Severus wpuścił ją niechętnie do środka i zamknął za nią drzwi, po czym nie oferując jej, by usiadła sam zajął miejsce na fotelu i uważnie się jej przyjrzał. Poczuła na sobie jego wzrok i jak najszybciej zerknęła na półkę z książkami, by udać, że interesuje ją, co innego.

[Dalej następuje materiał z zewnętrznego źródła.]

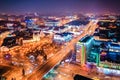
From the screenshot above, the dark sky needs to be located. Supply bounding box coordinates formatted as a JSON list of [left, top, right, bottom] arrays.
[[0, 0, 120, 14]]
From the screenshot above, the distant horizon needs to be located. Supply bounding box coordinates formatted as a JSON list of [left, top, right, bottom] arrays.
[[0, 0, 120, 15]]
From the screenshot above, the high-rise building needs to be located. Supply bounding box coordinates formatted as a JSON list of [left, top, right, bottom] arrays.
[[76, 36, 93, 65]]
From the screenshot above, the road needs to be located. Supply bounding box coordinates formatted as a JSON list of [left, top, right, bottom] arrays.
[[22, 22, 94, 80]]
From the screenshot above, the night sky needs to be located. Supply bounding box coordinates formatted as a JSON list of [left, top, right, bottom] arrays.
[[0, 0, 120, 14]]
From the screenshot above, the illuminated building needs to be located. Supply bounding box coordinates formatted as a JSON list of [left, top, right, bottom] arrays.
[[33, 31, 40, 41], [65, 20, 89, 31], [76, 36, 93, 65], [53, 32, 72, 43], [44, 19, 61, 27], [87, 48, 100, 66]]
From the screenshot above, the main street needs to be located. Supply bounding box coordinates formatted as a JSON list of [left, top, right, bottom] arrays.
[[22, 22, 97, 80]]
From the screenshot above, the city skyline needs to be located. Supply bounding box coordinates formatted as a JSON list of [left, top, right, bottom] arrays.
[[0, 0, 120, 15]]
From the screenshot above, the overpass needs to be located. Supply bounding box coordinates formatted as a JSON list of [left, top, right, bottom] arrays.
[[21, 23, 94, 80]]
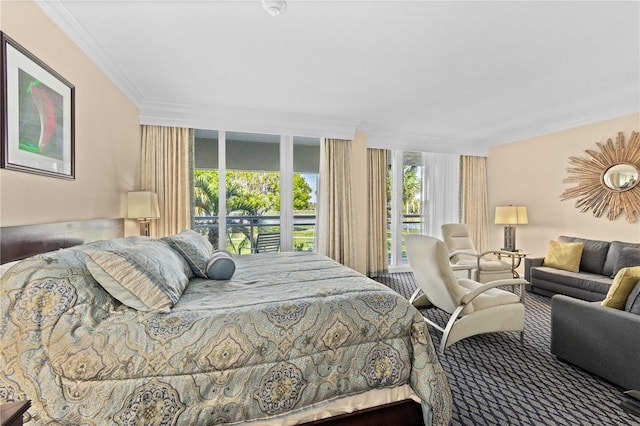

- Mów Granger, a nie podziwiaj książki - warknął zniecierpliwiony. Gryfonka wzięła głęboki wdech i przekazała mu wszystko to, co mówił dyrektor, starając się nie opuścić niczego, co mogło być istotne. Mistrz Eliksirów słuchał jej nie przerywając ani razu, za co była mu wdzięczna. Gdy skończyła uniosła wzrok powoli, bojąc się, że natrafi na jego ciemne oczy, ale on wcale na nią nie patrzył. Zatopiony w myślach, odwrócił głowę w stronę okna i przez chwilę dziewczynie wydawało się, że widzi na jego twarzy emocje: smutek i strach.

- Profesorze? Wszystko w porządku? - zapytała niepewnie, wiedząc, że ryzykuje tym życie.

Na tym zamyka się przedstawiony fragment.